1.1.8 Albumentations資料增強工具包

Albumentations工具包涵蓋了絕大部分的資料增強方式，使用方法類似於pytorch的transform。不過，在Albumentations提供的資料增強方式比pytorch官方的更多，使用也比較方便。

github地址：https://github.com/albumentations-team/albumentations
docs使用檔案：https://albumentations.ai/docs

YOLOv5的 Albumentations類

class Albumentations:
    # YOLOv5 Albumentations class (optional, only used if package is installed)
    def __init__(self):
        self.transform = None
        try:
            import albumentations as A
            check_version(A.__version__, '1.0.3', hard=True)  # version requirement

            T = [
                A.Blur(p=0.01),                       # 隨機模糊
                A.MedianBlur(p=0.01),                 # 中值濾波器模糊輸入影象
                A.ToGray(p=0.01),                     # 將輸入的 RGB 影象轉換為灰度
                A.CLAHE(p=0.01),                      # 自適應直方圖均衡
                A.RandomBrightnessContrast(p=0.0),    # 隨機改變輸入影象的亮度和對比度
                A.RandomGamma(p=0.0),                 # 隨機伽馬變換
                A.ImageCompression(quality_lower=75, p=0.0),  # 減少影象的 Jpeg、WebP 壓縮

                # 可加
                A.GaussianBlur(p=0.15),               # 高斯濾波器模糊
                A.GaussNoise(p=0.15),                 # 高斯噪聲應用於輸入影象
                A.FancyPCA(p=0.25),                   # PCA來找出R/G/B這三維的主成分，然後隨機增加影象畫素強度（AlexNet）
            ]
            self.transform = A.Compose(T, bbox_params=A.BboxParams(format='yolo', label_fields=['class_labels']))
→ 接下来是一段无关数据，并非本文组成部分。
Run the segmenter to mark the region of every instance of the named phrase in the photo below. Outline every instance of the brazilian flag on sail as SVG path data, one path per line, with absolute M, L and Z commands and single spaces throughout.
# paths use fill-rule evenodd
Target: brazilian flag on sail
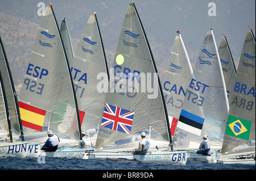
M 251 121 L 229 115 L 226 134 L 249 140 Z

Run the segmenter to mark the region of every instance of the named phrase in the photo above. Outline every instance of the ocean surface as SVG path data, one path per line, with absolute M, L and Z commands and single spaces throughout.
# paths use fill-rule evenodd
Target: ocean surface
M 255 165 L 187 161 L 185 165 L 148 163 L 126 159 L 0 157 L 0 170 L 255 170 Z

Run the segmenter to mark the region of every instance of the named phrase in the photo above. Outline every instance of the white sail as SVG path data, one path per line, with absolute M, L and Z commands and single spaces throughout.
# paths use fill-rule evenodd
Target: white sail
M 255 43 L 252 31 L 245 37 L 234 87 L 221 153 L 255 139 Z
M 159 85 L 146 36 L 131 3 L 126 11 L 110 72 L 109 92 L 106 95 L 96 150 L 141 133 L 150 127 L 170 141 L 168 116 Z
M 162 85 L 172 136 L 174 135 L 192 73 L 189 58 L 181 35 L 179 33 L 172 45 Z
M 71 65 L 71 70 L 79 108 L 81 129 L 82 131 L 96 130 L 102 116 L 106 94 L 98 91 L 97 85 L 101 79 L 97 79 L 97 75 L 105 75 L 105 81 L 107 85 L 109 75 L 96 14 L 90 15 L 87 22 Z
M 19 97 L 24 134 L 36 130 L 45 136 L 49 129 L 60 137 L 81 140 L 74 94 L 59 27 L 49 6 L 42 16 Z
M 6 103 L 8 105 L 8 111 L 10 114 L 11 126 L 11 133 L 13 137 L 15 136 L 14 139 L 19 139 L 19 136 L 21 136 L 22 140 L 24 140 L 14 84 L 1 36 L 0 49 L 0 70 L 2 73 L 3 83 L 5 85 Z M 7 123 L 7 120 L 6 121 Z
M 60 36 L 61 36 L 67 56 L 68 57 L 68 63 L 70 65 L 73 61 L 73 58 L 74 58 L 74 53 L 70 39 L 69 31 L 68 31 L 68 23 L 65 18 L 62 20 L 60 31 Z
M 212 30 L 205 37 L 173 138 L 175 148 L 197 149 L 207 134 L 211 148 L 221 147 L 229 105 Z
M 221 62 L 223 75 L 224 76 L 228 98 L 229 98 L 234 90 L 237 70 L 226 36 L 221 40 L 218 47 L 218 54 Z M 228 99 L 228 100 L 230 101 L 230 99 Z

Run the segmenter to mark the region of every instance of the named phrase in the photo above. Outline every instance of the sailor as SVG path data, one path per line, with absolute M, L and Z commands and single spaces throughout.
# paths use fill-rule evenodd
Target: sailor
M 199 146 L 199 150 L 197 150 L 196 153 L 202 154 L 203 155 L 207 155 L 209 154 L 210 148 L 210 142 L 208 139 L 207 135 L 204 135 L 203 137 L 204 141 L 200 144 Z
M 89 137 L 89 134 L 88 133 L 85 133 L 84 132 L 82 132 L 82 145 L 84 146 L 86 146 L 86 147 L 92 147 L 93 146 L 93 144 L 92 143 L 92 141 Z
M 138 149 L 131 151 L 131 153 L 134 154 L 146 154 L 150 147 L 150 142 L 146 138 L 145 132 L 141 133 L 141 136 L 142 140 L 139 142 Z
M 42 148 L 41 150 L 46 151 L 55 151 L 58 148 L 60 138 L 57 134 L 52 134 L 51 131 L 47 132 L 47 135 L 49 138 L 46 140 L 44 145 Z

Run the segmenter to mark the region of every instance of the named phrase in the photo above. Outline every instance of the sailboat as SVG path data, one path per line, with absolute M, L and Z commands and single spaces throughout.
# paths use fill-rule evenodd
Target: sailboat
M 192 74 L 192 68 L 181 35 L 179 31 L 177 33 L 162 86 L 172 136 L 174 135 L 187 87 Z
M 77 102 L 60 35 L 50 3 L 42 16 L 24 76 L 19 97 L 20 116 L 28 139 L 43 143 L 48 130 L 60 138 L 56 151 L 40 150 L 40 156 L 81 158 L 86 149 L 81 148 Z M 68 140 L 79 148 L 69 147 Z
M 133 2 L 126 11 L 113 66 L 95 151 L 85 154 L 84 158 L 122 158 L 185 164 L 187 152 L 172 151 L 168 115 L 156 67 Z M 169 149 L 164 151 L 155 148 L 155 150 L 150 151 L 150 148 L 145 155 L 131 153 L 137 137 L 142 131 L 148 133 L 151 146 L 155 148 L 162 139 Z M 154 140 L 157 134 L 159 138 Z
M 215 153 L 221 148 L 228 110 L 220 60 L 210 30 L 205 36 L 187 89 L 173 138 L 174 146 L 177 149 L 189 150 L 188 159 L 198 158 L 215 162 Z M 213 157 L 193 151 L 198 149 L 205 134 L 210 141 Z
M 96 13 L 90 16 L 71 64 L 71 71 L 81 115 L 81 130 L 95 145 L 98 124 L 104 111 L 106 92 L 98 90 L 102 81 L 109 79 L 108 64 Z M 91 145 L 85 145 L 91 147 Z
M 222 68 L 228 98 L 229 98 L 229 95 L 232 93 L 232 91 L 234 90 L 237 69 L 226 36 L 221 40 L 218 50 Z M 229 99 L 228 100 L 229 101 Z
M 73 58 L 74 58 L 74 53 L 73 52 L 71 40 L 70 39 L 69 31 L 68 31 L 68 22 L 65 18 L 61 22 L 60 31 L 64 47 L 68 57 L 68 63 L 71 65 L 73 61 Z
M 14 85 L 0 36 L 0 157 L 24 157 L 29 149 L 24 142 Z M 22 141 L 19 141 L 19 139 Z
M 245 150 L 233 151 L 238 146 L 255 140 L 255 41 L 251 29 L 245 37 L 234 87 L 230 98 L 231 104 L 221 149 L 222 155 L 218 160 L 221 163 L 255 164 L 255 146 Z M 240 159 L 237 159 L 238 158 Z

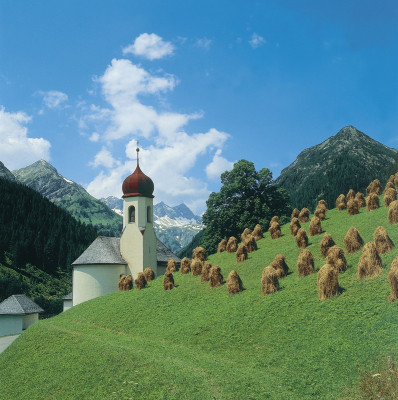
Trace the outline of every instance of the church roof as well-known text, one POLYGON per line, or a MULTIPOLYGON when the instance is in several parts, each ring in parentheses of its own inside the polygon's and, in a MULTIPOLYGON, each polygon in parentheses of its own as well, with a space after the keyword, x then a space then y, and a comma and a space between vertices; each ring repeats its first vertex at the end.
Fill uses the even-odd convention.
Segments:
MULTIPOLYGON (((174 258, 177 262, 181 261, 159 239, 156 243, 156 252, 158 262, 167 262, 169 258, 174 258)), ((127 264, 120 254, 120 238, 98 236, 72 263, 72 265, 86 264, 127 264)))
POLYGON ((25 315, 44 310, 24 294, 14 294, 0 303, 0 315, 25 315))
POLYGON ((72 265, 127 264, 120 255, 120 239, 98 236, 72 265))

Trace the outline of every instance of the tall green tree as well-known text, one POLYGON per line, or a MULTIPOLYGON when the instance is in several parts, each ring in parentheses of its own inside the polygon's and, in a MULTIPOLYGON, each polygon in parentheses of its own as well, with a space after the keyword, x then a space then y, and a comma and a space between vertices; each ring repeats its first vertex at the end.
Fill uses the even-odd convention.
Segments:
POLYGON ((245 228, 256 224, 268 229, 274 215, 290 214, 288 194, 274 185, 268 168, 256 171, 252 162, 240 160, 221 175, 221 183, 220 191, 210 194, 203 215, 206 228, 201 245, 208 253, 216 251, 222 238, 239 238, 245 228))

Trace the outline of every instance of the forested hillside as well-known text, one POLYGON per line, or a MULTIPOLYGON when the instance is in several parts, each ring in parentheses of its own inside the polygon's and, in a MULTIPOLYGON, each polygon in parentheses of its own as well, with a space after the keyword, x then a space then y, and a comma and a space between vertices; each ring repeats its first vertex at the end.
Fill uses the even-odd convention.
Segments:
POLYGON ((33 189, 0 178, 0 301, 25 293, 46 307, 65 295, 71 263, 96 236, 33 189))
POLYGON ((324 199, 334 205, 340 193, 364 192, 369 182, 382 184, 397 171, 398 151, 346 126, 319 145, 303 150, 276 179, 292 207, 315 208, 324 199))

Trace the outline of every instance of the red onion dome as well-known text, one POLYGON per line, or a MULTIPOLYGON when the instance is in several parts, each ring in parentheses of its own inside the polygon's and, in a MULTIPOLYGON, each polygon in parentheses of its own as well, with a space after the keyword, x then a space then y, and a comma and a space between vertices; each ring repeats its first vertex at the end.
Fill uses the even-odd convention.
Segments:
POLYGON ((154 197, 152 194, 154 189, 155 186, 153 185, 152 179, 141 171, 139 165, 137 165, 135 171, 124 180, 122 185, 123 197, 154 197))

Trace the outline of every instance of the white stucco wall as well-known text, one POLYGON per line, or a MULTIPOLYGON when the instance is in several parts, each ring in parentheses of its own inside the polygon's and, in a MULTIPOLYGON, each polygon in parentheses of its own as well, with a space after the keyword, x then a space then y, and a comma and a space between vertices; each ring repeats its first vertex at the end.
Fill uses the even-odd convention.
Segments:
POLYGON ((22 332, 22 315, 0 315, 0 336, 22 332))
POLYGON ((156 235, 153 229, 153 199, 143 196, 123 199, 123 233, 120 252, 128 263, 129 274, 135 279, 138 272, 151 267, 157 272, 156 235), (135 222, 129 222, 129 208, 135 207, 135 222), (150 208, 150 220, 147 209, 150 208), (141 233, 144 230, 144 233, 141 233))
POLYGON ((38 320, 39 320, 39 314, 38 313, 24 315, 23 318, 22 318, 22 329, 29 328, 29 326, 31 326, 32 324, 34 324, 38 320))
POLYGON ((64 300, 64 311, 69 310, 72 306, 72 300, 64 300))
POLYGON ((124 264, 75 265, 73 268, 73 305, 117 292, 124 264))

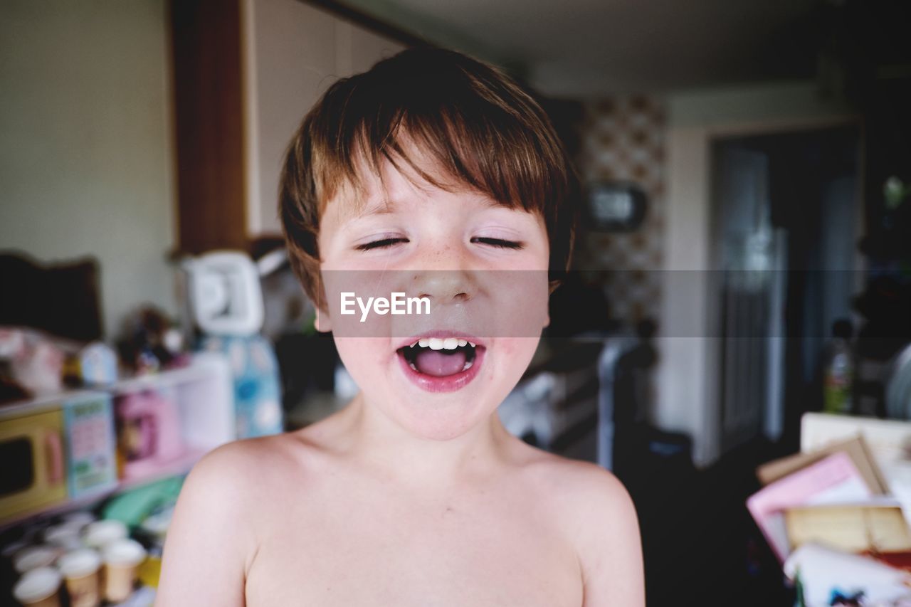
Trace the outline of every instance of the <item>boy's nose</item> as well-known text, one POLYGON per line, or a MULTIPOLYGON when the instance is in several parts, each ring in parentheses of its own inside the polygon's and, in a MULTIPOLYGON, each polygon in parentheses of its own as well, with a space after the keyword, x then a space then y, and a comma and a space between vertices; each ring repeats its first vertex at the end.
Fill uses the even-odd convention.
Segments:
POLYGON ((476 281, 470 270, 421 270, 414 273, 412 290, 432 302, 467 302, 475 296, 476 281))

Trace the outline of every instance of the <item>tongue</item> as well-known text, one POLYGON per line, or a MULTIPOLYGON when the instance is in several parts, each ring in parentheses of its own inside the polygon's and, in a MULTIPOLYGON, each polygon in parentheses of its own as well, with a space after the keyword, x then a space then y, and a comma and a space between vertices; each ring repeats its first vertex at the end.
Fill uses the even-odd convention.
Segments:
POLYGON ((428 376, 451 376, 465 366, 465 352, 455 350, 452 354, 443 354, 441 350, 424 350, 415 358, 415 366, 428 376))

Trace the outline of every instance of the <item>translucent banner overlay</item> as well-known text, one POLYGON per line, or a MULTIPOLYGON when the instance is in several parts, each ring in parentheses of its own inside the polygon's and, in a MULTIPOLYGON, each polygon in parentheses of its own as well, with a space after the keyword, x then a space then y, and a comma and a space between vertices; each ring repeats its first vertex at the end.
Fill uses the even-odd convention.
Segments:
MULTIPOLYGON (((550 293, 543 271, 323 271, 328 328, 339 337, 597 336, 649 321, 661 337, 911 339, 911 278, 855 271, 584 271, 550 293), (630 285, 651 285, 657 317, 618 317, 630 285), (622 285, 622 288, 619 285, 622 285)), ((654 304, 654 302, 650 302, 654 304)))

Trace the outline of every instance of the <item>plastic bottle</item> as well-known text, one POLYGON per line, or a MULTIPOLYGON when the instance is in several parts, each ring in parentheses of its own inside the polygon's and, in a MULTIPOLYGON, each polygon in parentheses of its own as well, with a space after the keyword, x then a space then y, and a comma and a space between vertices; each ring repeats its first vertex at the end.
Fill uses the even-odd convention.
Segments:
POLYGON ((826 349, 823 377, 823 410, 826 413, 851 413, 855 380, 855 357, 851 347, 854 327, 851 321, 836 320, 832 324, 832 342, 826 349))

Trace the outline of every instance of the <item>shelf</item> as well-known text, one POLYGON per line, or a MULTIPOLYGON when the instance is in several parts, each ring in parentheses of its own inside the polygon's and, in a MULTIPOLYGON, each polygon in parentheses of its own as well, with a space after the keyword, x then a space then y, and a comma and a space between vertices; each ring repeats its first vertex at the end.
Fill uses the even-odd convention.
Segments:
POLYGON ((190 468, 193 468, 196 462, 198 462, 206 453, 208 453, 208 451, 203 449, 189 450, 180 458, 175 458, 169 462, 162 463, 161 466, 154 472, 141 478, 121 478, 118 481, 117 485, 107 489, 103 489, 90 495, 80 496, 76 499, 67 499, 65 501, 52 504, 45 508, 39 508, 28 512, 14 515, 5 520, 0 520, 0 532, 5 531, 10 528, 21 525, 22 523, 31 520, 36 520, 43 517, 52 517, 57 514, 63 514, 64 512, 68 512, 70 510, 87 508, 97 504, 102 499, 106 499, 131 489, 148 485, 169 477, 186 474, 189 472, 190 468))
POLYGON ((144 376, 124 377, 108 386, 74 388, 56 394, 36 396, 28 400, 0 403, 0 421, 20 417, 26 412, 39 413, 44 410, 58 408, 62 402, 79 396, 101 393, 119 396, 130 392, 171 387, 194 381, 202 381, 211 377, 215 372, 212 368, 213 365, 210 362, 213 356, 220 358, 218 354, 200 353, 195 355, 192 362, 186 366, 144 376))

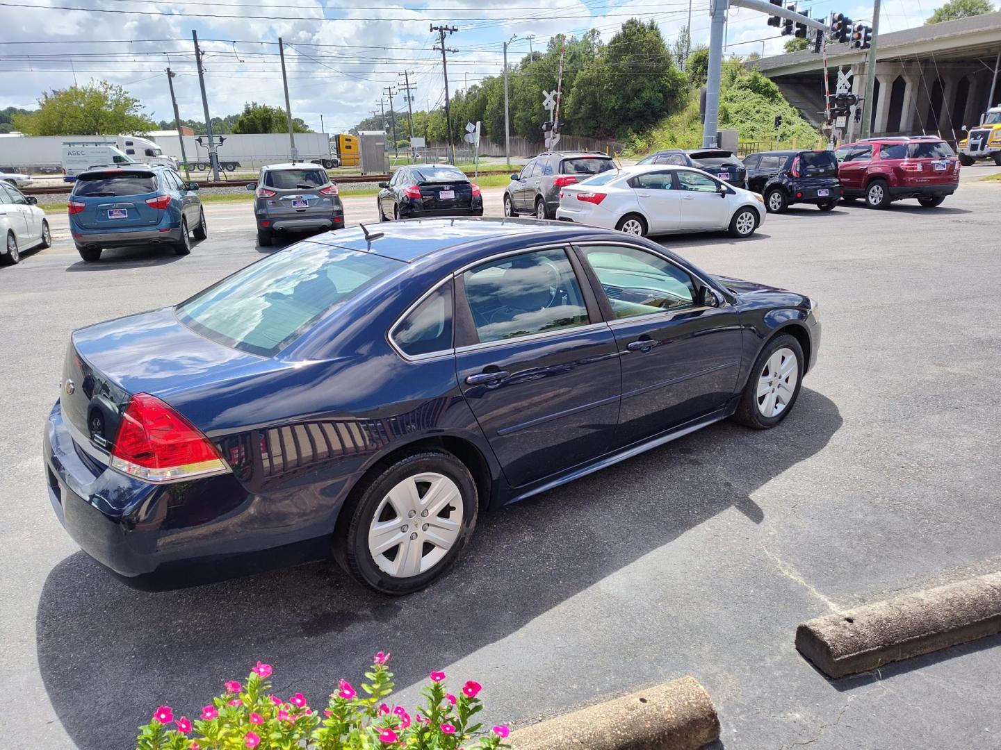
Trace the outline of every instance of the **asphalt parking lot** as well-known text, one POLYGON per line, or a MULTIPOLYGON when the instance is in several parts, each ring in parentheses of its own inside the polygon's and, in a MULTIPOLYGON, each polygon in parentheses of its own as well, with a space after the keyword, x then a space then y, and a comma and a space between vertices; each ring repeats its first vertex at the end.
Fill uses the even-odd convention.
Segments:
MULTIPOLYGON (((105 574, 49 507, 40 435, 67 337, 173 304, 273 248, 249 204, 206 204, 191 255, 55 244, 0 269, 0 736, 125 748, 160 704, 197 715, 271 663, 323 700, 392 652, 405 697, 431 669, 484 685, 485 719, 526 723, 682 675, 709 690, 718 747, 999 748, 1001 637, 829 682, 796 625, 1001 567, 1001 183, 964 170, 914 201, 771 216, 750 240, 670 237, 713 273, 820 300, 824 338, 793 414, 718 424, 480 520, 468 556, 410 597, 313 564, 173 592, 105 574)), ((500 191, 484 191, 498 214, 500 191)), ((349 223, 374 198, 345 201, 349 223)), ((17 738, 14 740, 13 738, 17 738)))

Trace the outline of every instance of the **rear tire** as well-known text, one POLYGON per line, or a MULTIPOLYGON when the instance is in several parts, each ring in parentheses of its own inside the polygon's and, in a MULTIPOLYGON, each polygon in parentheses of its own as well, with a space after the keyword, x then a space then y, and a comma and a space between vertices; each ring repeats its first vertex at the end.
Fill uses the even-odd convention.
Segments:
POLYGON ((795 336, 780 334, 769 341, 751 368, 734 419, 755 430, 779 424, 800 396, 803 364, 803 348, 795 336))
POLYGON ((174 252, 178 255, 187 255, 191 252, 191 237, 187 231, 187 219, 181 218, 181 241, 174 245, 174 252))
MULTIPOLYGON (((347 522, 334 532, 334 556, 359 583, 383 594, 397 596, 409 594, 424 588, 443 575, 461 556, 476 525, 478 509, 476 484, 465 464, 444 451, 430 450, 404 456, 371 479, 363 480, 363 484, 359 485, 353 494, 356 500, 341 512, 347 522), (444 480, 441 483, 441 492, 451 492, 451 499, 447 500, 436 513, 431 512, 425 516, 424 514, 428 510, 433 511, 433 508, 423 511, 417 509, 412 517, 409 513, 414 511, 397 508, 388 501, 391 490, 400 484, 405 486, 407 481, 416 477, 420 477, 416 479, 417 492, 420 493, 423 487, 421 499, 427 497, 430 482, 439 480, 444 480), (457 497, 454 497, 454 490, 457 490, 457 497), (442 516, 442 513, 447 515, 442 516), (421 523, 418 520, 417 524, 414 524, 411 518, 423 518, 425 522, 421 523), (434 526, 432 519, 444 522, 448 520, 456 522, 457 519, 457 527, 454 529, 456 535, 447 549, 421 538, 427 531, 430 531, 427 535, 429 538, 434 538, 435 532, 448 533, 444 528, 446 524, 434 526), (396 536, 392 535, 385 539, 383 545, 395 543, 397 546, 390 546, 382 553, 373 554, 370 533, 374 531, 374 526, 385 524, 387 520, 395 520, 399 524, 400 533, 398 542, 395 542, 396 536), (428 523, 431 525, 430 529, 425 528, 428 523), (404 526, 407 527, 405 532, 402 531, 404 526), (411 548, 408 543, 413 541, 420 546, 411 548), (427 549, 428 546, 431 549, 427 549), (402 571, 396 575, 390 574, 386 568, 393 567, 397 562, 405 564, 406 559, 399 556, 405 555, 408 549, 415 555, 411 559, 419 572, 410 575, 402 571), (440 556, 435 561, 434 557, 438 555, 440 556), (422 569, 425 566, 426 569, 422 569)), ((405 495, 403 498, 408 499, 405 495)))
POLYGON ((866 188, 866 205, 882 209, 890 205, 890 186, 886 180, 873 180, 866 188))
POLYGON ((194 228, 194 238, 199 242, 204 239, 208 239, 208 226, 205 224, 205 209, 202 208, 198 213, 198 226, 194 228))

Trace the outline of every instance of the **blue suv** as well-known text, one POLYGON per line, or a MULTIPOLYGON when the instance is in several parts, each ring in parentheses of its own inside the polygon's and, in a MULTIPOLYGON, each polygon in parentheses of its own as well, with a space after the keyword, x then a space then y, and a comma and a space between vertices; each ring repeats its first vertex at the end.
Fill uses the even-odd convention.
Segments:
POLYGON ((191 237, 208 236, 196 183, 167 166, 90 169, 77 175, 68 203, 80 257, 94 262, 106 247, 167 244, 191 252, 191 237))

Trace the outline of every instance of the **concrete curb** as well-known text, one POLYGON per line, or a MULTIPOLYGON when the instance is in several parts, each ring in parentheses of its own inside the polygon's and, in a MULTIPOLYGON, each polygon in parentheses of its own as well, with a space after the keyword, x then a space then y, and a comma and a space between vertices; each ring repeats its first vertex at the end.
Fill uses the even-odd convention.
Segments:
POLYGON ((796 648, 837 679, 1001 633, 1001 573, 801 623, 796 648))
POLYGON ((513 732, 515 750, 697 750, 720 738, 694 677, 658 685, 513 732))

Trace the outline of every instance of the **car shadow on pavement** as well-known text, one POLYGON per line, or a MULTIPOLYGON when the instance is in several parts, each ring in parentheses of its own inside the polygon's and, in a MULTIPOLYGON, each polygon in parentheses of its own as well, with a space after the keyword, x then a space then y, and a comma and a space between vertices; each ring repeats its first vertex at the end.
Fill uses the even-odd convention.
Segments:
POLYGON ((832 401, 804 388, 774 430, 719 423, 482 516, 456 568, 407 597, 372 593, 333 563, 150 593, 77 552, 42 589, 42 679, 72 740, 100 750, 134 746, 158 705, 197 716, 257 659, 274 665, 275 692, 294 685, 316 702, 380 650, 407 686, 731 507, 760 524, 753 493, 821 451, 841 424, 832 401))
            LOGGER.info(colorstr('albumentations: ') + ', '.join(f'{x}' for x in self.transform.transforms if x.p))
        except ImportError:  # package not installed, skip
            pass
        except Exception as e:
            LOGGER.info(colorstr('albumentations: ') + f'{e}')

    def __call__(self, im, labels, p=1.0):
        if self.transform and random.random() < p:
            new = self.transform(image=im, bboxes=labels[:, 1:], class_labels=labels[:, 0])  # transformed
            im, labels = new['image'], np.array([[c, *b] for c, b in zip(new['class_labels'], new['bboxes'])])
        return im, labels

1.2 自適應錨框計算

下面是yolov5 v7.0中的anchor，這是在coco資料集上通過聚類方法得到的。當我們的輸入尺寸為640*640時，會得到3個不同尺度的輸出：80x80（640/8）、40x40（640/16）、20x20（640/32）。其中，80x80代表淺層的特徵圖（P3），包含較多的低層級資訊，適合用於檢測小目標，所以這一特徵圖所用的anchor尺度較小；20x20代表深層的特徵圖（P5），包含更多高層級的資訊，如輪廓、結構等資訊，適合用於大目標的檢測，所以這一特徵圖所用的anchor尺度較大。另外的40x40特徵圖（P4）上就用介於這兩個尺度之間的anchor用來檢測中等大小的目標。對於20*20尺度大小的特徵圖，由原圖下取樣32倍得到，因此先驗框由640*640尺度下的 (116 × 90)， (156 × 198)，(373 × 326) 縮小32倍，變成 (3.625× 2.8125)， (4.875× 6.1875)，(11.6563×10.1875)，其共有13*13個grid cell，則這每個169個grid cell都會被分配3*13*13個先驗框。

在Yolov3、Yolov4中，訓練不同的資料集時，計算初始錨框的值是通過單獨的程式執行的。但Yolov5中將此功能嵌入到程式碼中，每次訓練時，自適應的計算不同訓練集中的最佳錨框值。當然，如果覺得計算的錨框效果不是很好，也可以在train.py中將自動計算錨框功能關閉。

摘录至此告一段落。